Apercebo-me de que até para mim a pastelaria parece de repente mais pequena, mais escura e menos... especial. Imagino que na minha fantasia o café devia ser colorido e cheio de pessoas felizes, pois é assim que uma criança com uma infância feliz vê normalmente a vida.
Mas vejo então o dono da pastelaria, também ele dono desta fantasia, já que tinha sempre, como ainda hoje, um sorriso pronto para mim.
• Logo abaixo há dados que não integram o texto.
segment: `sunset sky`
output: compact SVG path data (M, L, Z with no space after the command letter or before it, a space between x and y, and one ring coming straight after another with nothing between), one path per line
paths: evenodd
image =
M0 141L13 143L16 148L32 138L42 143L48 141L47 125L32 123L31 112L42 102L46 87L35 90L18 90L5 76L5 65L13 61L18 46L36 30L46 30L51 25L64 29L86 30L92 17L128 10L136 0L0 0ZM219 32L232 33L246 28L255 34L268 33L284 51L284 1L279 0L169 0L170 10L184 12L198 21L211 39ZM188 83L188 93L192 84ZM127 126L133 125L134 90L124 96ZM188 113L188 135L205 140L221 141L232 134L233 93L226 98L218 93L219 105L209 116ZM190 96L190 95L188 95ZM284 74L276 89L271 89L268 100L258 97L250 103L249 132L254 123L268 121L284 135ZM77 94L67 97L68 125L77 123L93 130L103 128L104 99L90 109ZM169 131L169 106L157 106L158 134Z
E quando ele me devolve, num pratinho branco, os sabores de sempre, não há ilusão possível: as delícias folhadas com o melhor doce de ovos de sempre, cobertas de açúcar em pó; as argolas pejadas de açúcar, secas e deliciosas, e os sonhos de cenoura que só se comem ali, fofinhos, doces, deliciosos!
Os meus sabores levam-me, de um pulo, à minha gargalhada de criança, a boca cheia de açúcar, e um aconchego que ninguém me pode tirar, de tão cá dentro que está enfiado!

Porque o amor sempre há-de vencer...

Comentários

Anónimo disse…
á coisas que nunca mudam e são fantásticas. és uma gulosa ;)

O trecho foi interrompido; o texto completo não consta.